In one his Paris sermons, ‘Abdu’l-Baha expressed anger over the fact that in France the drowning of 20 French people in a river has caused a great deal of controversy, while a blind eye is turned to the thousands of non-French killed elsewhere:
“I am filled with wonder and surprise to notice what interest and excitement has been aroused throughout the whole country on account of the death of twenty people, while they remain cold and indifferent to the fact that thousands of
Italians, Turks, and Arabs are killed in Tripoli! The horror of this wholesale slaughter has not disturbed the Government at all! Yet these unfortunate people are human beings too.
‘Abdu’l-Baha criticizes the French government for being concerned only about the French whilst being indifferent towards other peoples.
Unfortunately, similar treatments can be seen in the actions of Baha’is towards non-Baha’is.
In Baha’i culture there is usually silence regarding the oppression and death of the thousands and millions of people in wars worldwide and no government is criticized. On the other hand, if a Baha’i is discriminated anywhere in the world, especially in countries hostile towards Baha’ism, all means possible are used to persuade governments of other countries to exert pressure on those who infringe their rights.
Why does this discrimination exist towards different groups? Why do Baha’is remain somewhat “cold and indifferent to the fact that thousands of” people are being killed and oppressed worldwide? After all non-Baha’i “people are human beings too,” are they not? Is this the meaning of Oneness of Humanity?
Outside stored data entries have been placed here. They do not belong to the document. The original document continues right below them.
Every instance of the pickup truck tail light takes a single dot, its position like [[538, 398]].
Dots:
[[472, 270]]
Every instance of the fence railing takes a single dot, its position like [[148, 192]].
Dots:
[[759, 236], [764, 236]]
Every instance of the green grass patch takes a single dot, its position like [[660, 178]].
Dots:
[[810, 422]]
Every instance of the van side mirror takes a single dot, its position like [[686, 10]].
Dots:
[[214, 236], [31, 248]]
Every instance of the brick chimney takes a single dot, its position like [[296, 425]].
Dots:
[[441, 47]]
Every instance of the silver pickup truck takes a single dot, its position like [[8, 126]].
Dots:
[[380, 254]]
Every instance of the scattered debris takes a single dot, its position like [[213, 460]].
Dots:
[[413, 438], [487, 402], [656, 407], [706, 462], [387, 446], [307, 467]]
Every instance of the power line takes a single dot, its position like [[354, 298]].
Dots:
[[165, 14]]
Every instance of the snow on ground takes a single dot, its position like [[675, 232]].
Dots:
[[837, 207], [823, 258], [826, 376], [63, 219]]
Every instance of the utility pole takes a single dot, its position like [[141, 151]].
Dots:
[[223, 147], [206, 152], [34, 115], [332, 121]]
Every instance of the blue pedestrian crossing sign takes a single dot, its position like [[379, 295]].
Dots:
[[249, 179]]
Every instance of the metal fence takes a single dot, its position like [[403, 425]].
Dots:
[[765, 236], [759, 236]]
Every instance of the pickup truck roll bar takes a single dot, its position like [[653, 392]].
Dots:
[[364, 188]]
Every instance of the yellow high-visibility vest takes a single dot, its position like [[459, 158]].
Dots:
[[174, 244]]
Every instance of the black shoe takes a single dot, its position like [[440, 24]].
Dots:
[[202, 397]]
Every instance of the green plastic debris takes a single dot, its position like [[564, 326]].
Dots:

Baha’is usually put forward the excuse that we do not participate in political affairs. If that is really the case, then why isn’t this policy exercised when their fellow brethren need their help? Whatever the excuse, the fact remains that in contrary to the claim about the Oneness of Humanity, in equal circumstances, Baha’is do not react the same way toward non-Baha’is that they do toward Baha’is.
 ‘Abdu’l-Baha, Paris Talks, pp. 114-115.